After eight years of trying, Republicans may finally have found a way to kill the Affordable Care Act. On Friday, a conservative federal judge in Texas responsible for several oddball rulings declared the entirety of Obamacare to be unconstitutional. By handing a victory to 18 Republican state attorneys general and two Republican governors, however, the judge has threatened to put healthcare out of reach for millions of lower-income Americans, undo important insurance reforms and toss out federal efforts to improve the cost and quality of care.
The ruling will be appealed and has no immediate effect. Yet by issuing it before the end of open enrollment, Judge Reed O’Connor needlessly sowed confusion and, potentially, discouraged some people from obtaining coverage for 2019. That’s unforgivable. Worse yet, it could result in the entire law being tossed out by the courts.
We get it — there are plenty of Republicans who don’t like major features of the ACA and resent the way it was enacted. But the relentless, Wreck-It-Ralph attacks on the law in Congress and the courts should have ended last year, when Republicans could get neither a pure repeal nor a repeal-and-replace plan through the Congress they controlled even on a simple majority vote.
That episode delivered at least two crystal clear lessons: The public did not want to lose the reforms the ACA enacted for people not covered by large employers’ plans, particularly the protections for the millions of Americans with preexisting conditions; and the GOP simply hasn’t developed a workable substitute for Obamacare. And to drive those points home, voters in November swept Republicans out of the House majority. According to exit polls, the No. 1 issue in the midterms was healthcare, and voters didn’t want Republicans in control of it.
Voters have come around on Obamacare in part because they’ve started to see what it really is – an effort to make healthcare more accessible and affordable.
Voters have come around on Obamacare in part because they’ve started to see what it really is: an effort to make healthcare more accessible and affordable, in part by shifting some costs onto healthier and higher-income Americans — instead of the “government takeover” of healthcare that its critics ludicrously claimed it to be. In addition to helping people in the so-called individual market (that is, those who aren’t covered by employer health benefits), the insurance reforms make sure that employers offer comprehensive coverage that caps their workers’ healthcare bills for the year, while making preventive care — including contraceptives for women — available with no out-of-pocket costs.
And in a sign of how far we’ve come since Obamacare took full effect in 2014, premiums at the state insurance marketplaces stopped their sharp climb this year.

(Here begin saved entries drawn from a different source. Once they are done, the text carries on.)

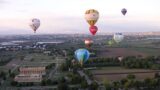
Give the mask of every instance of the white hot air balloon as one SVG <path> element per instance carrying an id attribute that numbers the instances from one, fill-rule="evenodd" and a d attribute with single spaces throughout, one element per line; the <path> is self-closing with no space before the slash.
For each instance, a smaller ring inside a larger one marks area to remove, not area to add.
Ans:
<path id="1" fill-rule="evenodd" d="M 124 39 L 124 35 L 122 33 L 115 33 L 113 39 L 116 43 L 119 43 Z"/>
<path id="2" fill-rule="evenodd" d="M 33 18 L 31 19 L 29 26 L 33 29 L 34 33 L 36 32 L 36 30 L 39 28 L 40 26 L 40 20 L 37 18 Z"/>

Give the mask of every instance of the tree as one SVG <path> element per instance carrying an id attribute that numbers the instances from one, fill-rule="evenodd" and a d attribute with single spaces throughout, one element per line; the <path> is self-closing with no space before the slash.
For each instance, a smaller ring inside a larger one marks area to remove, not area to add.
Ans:
<path id="1" fill-rule="evenodd" d="M 155 73 L 155 74 L 154 74 L 154 78 L 160 78 L 159 73 Z"/>
<path id="2" fill-rule="evenodd" d="M 15 74 L 14 74 L 14 73 L 10 73 L 9 76 L 10 76 L 11 78 L 14 78 L 14 77 L 15 77 Z"/>
<path id="3" fill-rule="evenodd" d="M 106 90 L 111 90 L 112 89 L 111 84 L 108 80 L 104 80 L 103 84 L 104 84 Z"/>
<path id="4" fill-rule="evenodd" d="M 68 67 L 65 63 L 62 63 L 62 65 L 60 66 L 60 70 L 61 71 L 67 71 L 68 70 Z"/>
<path id="5" fill-rule="evenodd" d="M 16 81 L 11 81 L 11 85 L 12 85 L 12 86 L 17 86 L 18 83 L 17 83 Z"/>
<path id="6" fill-rule="evenodd" d="M 122 79 L 120 82 L 121 82 L 121 85 L 124 86 L 124 84 L 125 84 L 126 82 L 128 82 L 128 80 L 127 80 L 126 78 L 124 78 L 124 79 Z"/>
<path id="7" fill-rule="evenodd" d="M 43 79 L 43 80 L 41 81 L 41 85 L 42 85 L 42 86 L 46 86 L 46 80 L 45 80 L 45 79 Z"/>
<path id="8" fill-rule="evenodd" d="M 143 86 L 143 84 L 142 84 L 142 82 L 141 81 L 135 81 L 135 83 L 134 83 L 134 87 L 136 88 L 136 90 L 139 90 L 140 89 L 140 87 L 142 87 Z"/>
<path id="9" fill-rule="evenodd" d="M 120 82 L 114 81 L 113 82 L 113 87 L 114 87 L 115 90 L 118 90 L 120 88 Z"/>
<path id="10" fill-rule="evenodd" d="M 52 84 L 52 81 L 51 81 L 50 79 L 47 79 L 47 80 L 46 80 L 46 84 L 47 84 L 47 85 L 51 85 L 51 84 Z"/>
<path id="11" fill-rule="evenodd" d="M 66 83 L 58 83 L 58 90 L 69 90 L 69 87 Z"/>
<path id="12" fill-rule="evenodd" d="M 133 74 L 128 74 L 128 75 L 127 75 L 127 78 L 128 78 L 129 80 L 134 80 L 134 79 L 136 78 L 136 76 L 133 75 Z"/>
<path id="13" fill-rule="evenodd" d="M 11 74 L 11 69 L 8 70 L 8 73 Z"/>
<path id="14" fill-rule="evenodd" d="M 2 72 L 0 73 L 0 77 L 3 78 L 4 76 L 6 76 L 6 73 L 2 71 Z"/>
<path id="15" fill-rule="evenodd" d="M 81 82 L 81 88 L 86 89 L 88 87 L 87 81 L 82 81 Z"/>
<path id="16" fill-rule="evenodd" d="M 151 79 L 151 78 L 146 78 L 144 80 L 144 84 L 148 89 L 152 89 L 152 88 L 155 87 L 156 81 L 154 79 Z"/>
<path id="17" fill-rule="evenodd" d="M 89 86 L 89 90 L 97 90 L 98 84 L 96 82 L 92 82 L 92 84 Z"/>
<path id="18" fill-rule="evenodd" d="M 129 88 L 130 88 L 130 82 L 129 81 L 127 81 L 125 84 L 124 84 L 124 88 L 125 88 L 125 90 L 128 90 Z"/>

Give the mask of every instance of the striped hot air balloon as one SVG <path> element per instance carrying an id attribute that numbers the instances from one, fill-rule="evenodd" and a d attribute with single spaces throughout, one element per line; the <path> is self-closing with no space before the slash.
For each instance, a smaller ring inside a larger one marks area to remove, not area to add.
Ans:
<path id="1" fill-rule="evenodd" d="M 95 9 L 89 9 L 85 12 L 85 19 L 90 26 L 94 26 L 99 19 L 99 12 Z"/>
<path id="2" fill-rule="evenodd" d="M 87 49 L 78 49 L 74 52 L 76 60 L 83 66 L 90 56 L 90 53 Z"/>

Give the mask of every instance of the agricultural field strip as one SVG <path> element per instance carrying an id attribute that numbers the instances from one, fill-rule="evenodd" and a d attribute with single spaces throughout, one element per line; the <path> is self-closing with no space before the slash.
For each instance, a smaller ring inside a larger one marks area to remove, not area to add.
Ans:
<path id="1" fill-rule="evenodd" d="M 141 70 L 141 71 L 119 71 L 119 72 L 94 72 L 93 75 L 116 75 L 116 74 L 141 74 L 141 73 L 157 73 L 160 72 L 160 70 Z"/>

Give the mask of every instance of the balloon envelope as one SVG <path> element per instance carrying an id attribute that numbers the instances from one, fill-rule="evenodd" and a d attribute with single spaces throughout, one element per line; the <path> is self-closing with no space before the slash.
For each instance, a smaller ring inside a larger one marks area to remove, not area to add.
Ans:
<path id="1" fill-rule="evenodd" d="M 113 39 L 115 42 L 119 43 L 124 39 L 124 36 L 122 33 L 115 33 Z"/>
<path id="2" fill-rule="evenodd" d="M 99 19 L 99 12 L 95 9 L 89 9 L 85 12 L 85 19 L 90 26 L 94 26 Z"/>
<path id="3" fill-rule="evenodd" d="M 114 44 L 114 41 L 113 41 L 113 40 L 109 40 L 109 41 L 107 42 L 107 44 L 108 44 L 109 46 L 112 46 L 112 45 Z"/>
<path id="4" fill-rule="evenodd" d="M 40 26 L 40 20 L 37 18 L 31 19 L 29 26 L 33 29 L 34 32 L 36 32 Z"/>
<path id="5" fill-rule="evenodd" d="M 75 57 L 81 65 L 89 59 L 90 53 L 87 49 L 78 49 L 75 51 Z"/>
<path id="6" fill-rule="evenodd" d="M 123 15 L 126 15 L 127 9 L 123 8 L 123 9 L 121 10 L 121 12 L 122 12 Z"/>
<path id="7" fill-rule="evenodd" d="M 93 41 L 91 39 L 85 39 L 84 40 L 84 43 L 86 45 L 86 47 L 91 47 L 91 45 L 93 44 Z"/>
<path id="8" fill-rule="evenodd" d="M 92 35 L 95 35 L 98 31 L 98 28 L 96 26 L 90 26 L 89 30 L 92 33 Z"/>

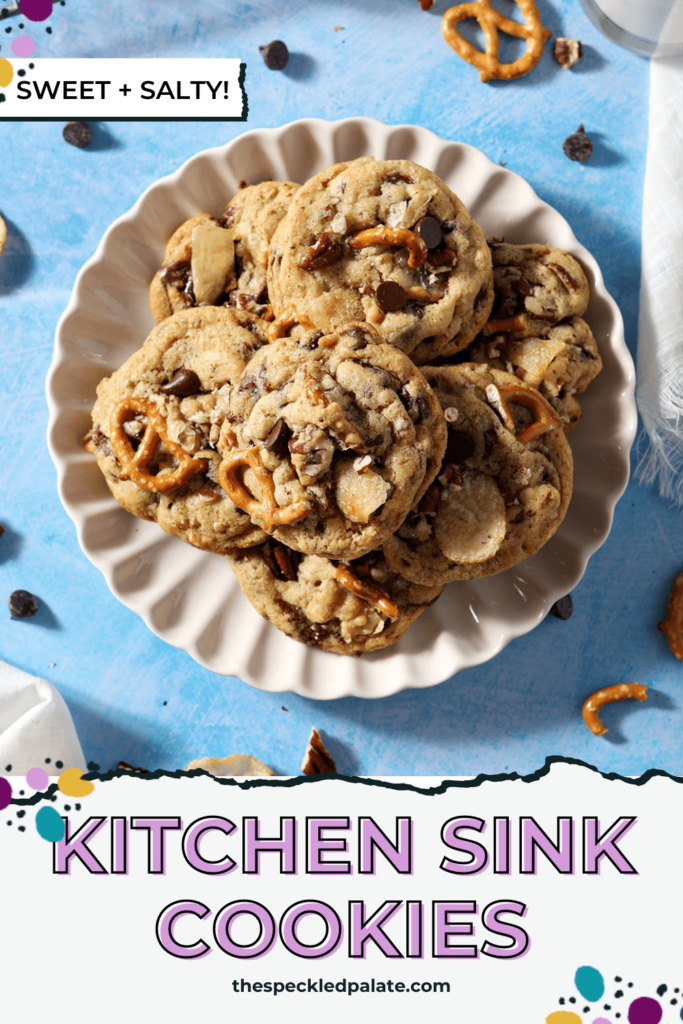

In fact, the average premium for the typical comprehensive policy will drop slightly in 2019.
But Republican ideologues have been nothing if not persistent in their efforts to erase the ACA from the books. So when Republicans in Congress failed — again — to repeal the law in 2017, GOP state attorneys general filed a new complaint against the ACA in February in the Northern District of Texas.
The lawsuit is too clever by half. Noting that the Supreme Court upheld the constitutionality of the ACA’s insurance mandate in 2012 because it amounted to a tax, the AGs argued that the mandate became unconstitutional the moment Congress eliminated the mandate’s tax penalty in the big GOP tax cut bill last year. And because the mandate is a key piece of the reforms the ACA made in the individual insurance market, they asserted, the whole law must be tossed out.
Even the Trump administration, which has done almost everything in its power to undermine the ACA, argued that only a portion of the ACA’s insurance reforms should be declared invalid. But Judge O’Connor swallowed the AGs’ line of reasoning, declaring that the Supreme Court’s 2012 ruling and the 2017 tax law combined to make all of Obamacare unconstitutional.
That’s a tortured reading of the law. Not only have the state Obamacare exchanges moved ahead successfully this year without the tax penalty to enforce the mandate, there’s no connection between the penalty and other major features of the law, such as the expansion of Medicaid to more low-income and disabled adults — an expansion that has been adopted by 37 states, many of them under GOP control, because it’s both humane and good for public health and productivity.
O’Connor’s record shows that he’s willing to follow his own atonal legal muse over a policy cliff. Here’s hoping that more mainstream thinking will prevail at the appellate level. Having failed to repeal the ACA last year, congressional Republicans settled for eliminating just the tax penalty. The law’s opponents shouldn’t be able to parlay that one, limited amendment into a kill shot from the courts.